「歯医者にはすぐ行こう。時の残酷さ。」キャスト・アウェイ movie mammaさんの映画レビュー(感想・評価)
歯医者にはすぐ行こう。時の残酷さ。
秀逸なタイトル。
漂流し、恐怖心や自死念慮を捨て去り、生還すれば大切な人の想い出として諦められていた。
恵まれた国で人生でこんな難儀を味わう人はごくわずかとは思うが、戦争紛争に巻き込まれ兵役や難民や亡命となれば似たような苦しみのさなかにいる人も世界には沢山いる。
それでも、人生には極力起こらない映像の中の事であって欲しいと思わずにはいられない。
大好きな人ケリーと結婚間近で、時間に忠実な仕事人間だったチャックが、Fedex勤務中に飛行機事故に巻き込まれ、一転、無人島の住民に。
怪我も日焼けもしながら、雨よけ、水分確保、火起こし、食料確保と様々知恵を身につけ4年間の歳月を過ごし、ついに筏を完成させて脱出を試みるわけだが、無事に生還してみれば。
戻ったメンフィスでは簡単にチャッカマンで火が付く。
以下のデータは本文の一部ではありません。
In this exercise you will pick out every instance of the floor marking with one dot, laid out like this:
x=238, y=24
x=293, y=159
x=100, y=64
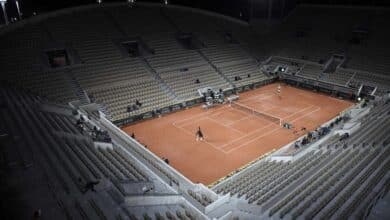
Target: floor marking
x=253, y=139
x=193, y=135
x=217, y=112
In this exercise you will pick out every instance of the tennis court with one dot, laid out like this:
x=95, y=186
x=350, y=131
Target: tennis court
x=237, y=133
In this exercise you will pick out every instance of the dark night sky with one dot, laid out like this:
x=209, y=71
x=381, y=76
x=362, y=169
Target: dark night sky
x=228, y=7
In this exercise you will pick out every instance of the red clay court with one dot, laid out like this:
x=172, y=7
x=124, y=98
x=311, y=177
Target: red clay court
x=234, y=137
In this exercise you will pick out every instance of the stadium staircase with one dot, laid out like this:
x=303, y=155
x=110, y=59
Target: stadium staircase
x=80, y=92
x=216, y=69
x=162, y=84
x=115, y=23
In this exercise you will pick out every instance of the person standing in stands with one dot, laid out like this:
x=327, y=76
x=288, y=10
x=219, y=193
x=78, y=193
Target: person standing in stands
x=199, y=135
x=278, y=91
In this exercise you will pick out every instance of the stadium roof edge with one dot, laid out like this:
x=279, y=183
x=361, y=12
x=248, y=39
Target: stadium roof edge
x=41, y=17
x=358, y=7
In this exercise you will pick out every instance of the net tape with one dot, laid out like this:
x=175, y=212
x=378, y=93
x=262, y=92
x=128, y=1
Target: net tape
x=259, y=114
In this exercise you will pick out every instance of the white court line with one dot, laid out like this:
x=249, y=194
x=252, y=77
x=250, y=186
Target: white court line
x=200, y=114
x=226, y=126
x=304, y=109
x=193, y=135
x=219, y=111
x=316, y=110
x=243, y=145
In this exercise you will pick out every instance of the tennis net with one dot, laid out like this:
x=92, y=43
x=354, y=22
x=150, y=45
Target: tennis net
x=259, y=114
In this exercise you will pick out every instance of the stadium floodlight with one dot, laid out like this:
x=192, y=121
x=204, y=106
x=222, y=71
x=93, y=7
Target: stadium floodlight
x=18, y=9
x=3, y=2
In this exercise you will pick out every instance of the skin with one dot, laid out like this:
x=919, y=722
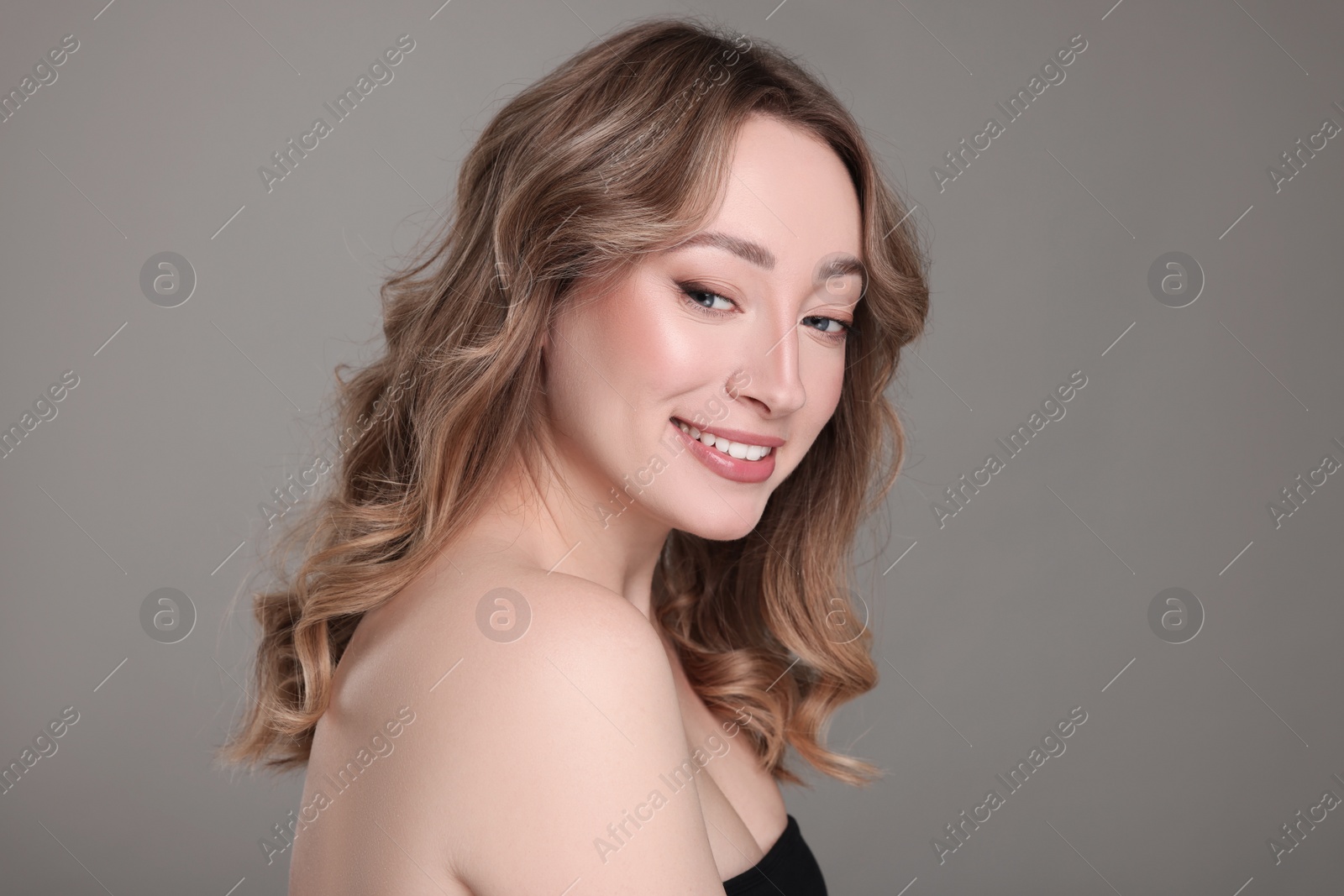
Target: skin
x=522, y=754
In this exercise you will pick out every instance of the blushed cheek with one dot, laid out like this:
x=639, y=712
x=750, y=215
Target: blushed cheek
x=656, y=351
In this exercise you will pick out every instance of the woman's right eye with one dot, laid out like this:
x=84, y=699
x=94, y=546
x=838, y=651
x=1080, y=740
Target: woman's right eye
x=705, y=298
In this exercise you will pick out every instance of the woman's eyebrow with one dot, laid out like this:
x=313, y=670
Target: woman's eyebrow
x=763, y=257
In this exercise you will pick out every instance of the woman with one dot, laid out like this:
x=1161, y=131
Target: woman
x=582, y=575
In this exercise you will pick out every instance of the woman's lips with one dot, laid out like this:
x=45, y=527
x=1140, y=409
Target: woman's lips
x=729, y=468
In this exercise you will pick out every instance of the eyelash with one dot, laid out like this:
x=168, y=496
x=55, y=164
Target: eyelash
x=691, y=291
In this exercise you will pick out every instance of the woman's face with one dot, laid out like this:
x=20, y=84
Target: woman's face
x=739, y=332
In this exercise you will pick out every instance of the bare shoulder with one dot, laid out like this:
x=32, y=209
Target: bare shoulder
x=544, y=746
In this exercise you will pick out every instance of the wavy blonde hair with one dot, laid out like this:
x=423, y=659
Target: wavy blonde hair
x=618, y=152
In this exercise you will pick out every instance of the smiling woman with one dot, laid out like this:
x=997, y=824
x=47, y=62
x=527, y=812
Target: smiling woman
x=732, y=305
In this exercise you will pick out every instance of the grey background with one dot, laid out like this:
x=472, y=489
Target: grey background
x=1032, y=600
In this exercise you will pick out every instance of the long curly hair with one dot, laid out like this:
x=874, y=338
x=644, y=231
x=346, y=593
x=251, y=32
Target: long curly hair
x=618, y=152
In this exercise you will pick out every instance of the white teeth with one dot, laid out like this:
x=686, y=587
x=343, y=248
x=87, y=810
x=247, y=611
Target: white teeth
x=732, y=449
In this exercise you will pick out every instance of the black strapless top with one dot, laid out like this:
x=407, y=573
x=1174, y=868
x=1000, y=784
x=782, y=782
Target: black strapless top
x=786, y=869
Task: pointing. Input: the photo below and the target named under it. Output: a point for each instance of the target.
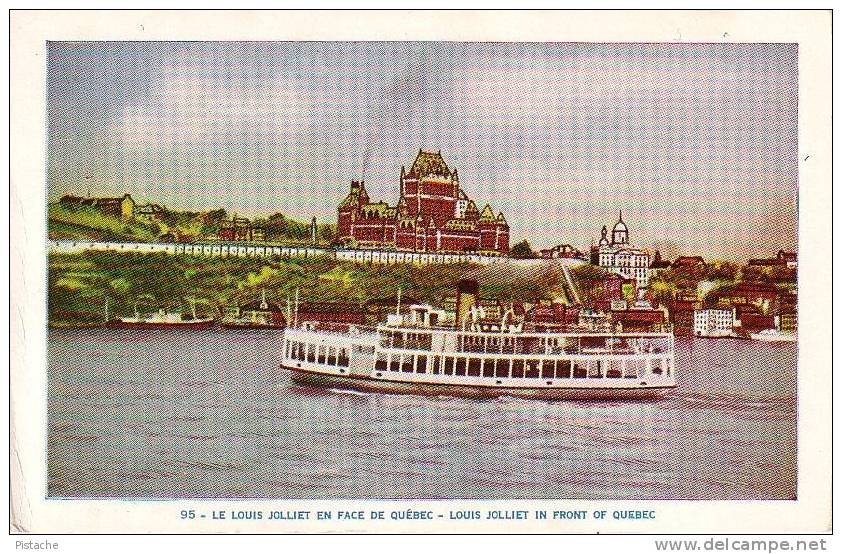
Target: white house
(713, 323)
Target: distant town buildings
(617, 255)
(713, 323)
(149, 213)
(433, 214)
(240, 229)
(785, 259)
(688, 262)
(562, 251)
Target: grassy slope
(88, 223)
(80, 283)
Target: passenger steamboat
(416, 353)
(161, 319)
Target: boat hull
(369, 384)
(249, 326)
(148, 326)
(774, 338)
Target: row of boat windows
(318, 353)
(481, 344)
(493, 367)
無人島でより大ぶりなカニはお皿にごろごろ並んでいる。
ケリーはよりによって歯医者スポルディングの知り合いの歯科医と家庭を築き小さな子供も産まれている。
宅配業ゆえに時間にあれだけうるさかったチャックが、唯一延期癖があった歯医者。
そのせいで無人島では歯が痛みスケート靴の歯と石で歯をもぎ取る羽目になったし、よりによって歯医者とケリーが結婚するなんて。
本当に皮肉なものである。
壊れた懐中時計のケリーの写真と、バレーボールのウィルソンを見てなんとか生き延びてきた4年間の絶望と小さな希望の繰り返しと、自然における人間の技術や身体のちっぽけさを突きつけられる作品。
枝を裂いて、それを編んで作るそのロープで、
首を括って死ぬか、生きる筏を作るのか。
事前テストで死ねないとわかったチャックは生きる方に方向転換できたが、そこには漂着してきたfedexの荷物のひとつに付いていた天使の羽のマークの存在も大きかった。
他の漂着荷物は、しばらく保管したのち、背に腹は変えられず、開封して無人島で生き延びる様々な道具として使うが、天使の羽の荷物だけは開封しなかった。中身が何かはチャックにはわからずじまい。
だが、その荷物の送り先ベッティーナが、最初のシーンでは、メンフィスからロシアにいる夫宛に荷物を送っている。天使の羽のマークの工房を夫婦で営んでいるようだったが、届いた先のロシアでは夫は浮気中で愛人と荷物を受け取る。
四年経って、生還したチャックが荷物をベッティーナに届けてみれば、工房の名前はベッティーナ単独に変わっていて、夫ではなく犬が増えていた。
時は、愛をも裂いてしまう。
歯もだめにしてしまう。
時間を本当に刻んでいたチャックは正しかったのだとわかる。
でも、時間を守ることだけでなく、何に大切な時間を使うのか。
クリスマスにケリーを置いてまで、仕事に行くべきだったのか?
ケリーはチャックが遭難したために、夢だった学者に近づくための論文発表の場に行かれなかった。
一瞬の、ほんの少しの決断が、人生のなにに時間を費やすかまで、自分のことも人のことも変えてしまう。
時間は、1分1秒を争い守ることよりも、大切な物事人との時間を大切にするということなのだと、チャックの気持ちを通してよくよく学ぶことができた作品。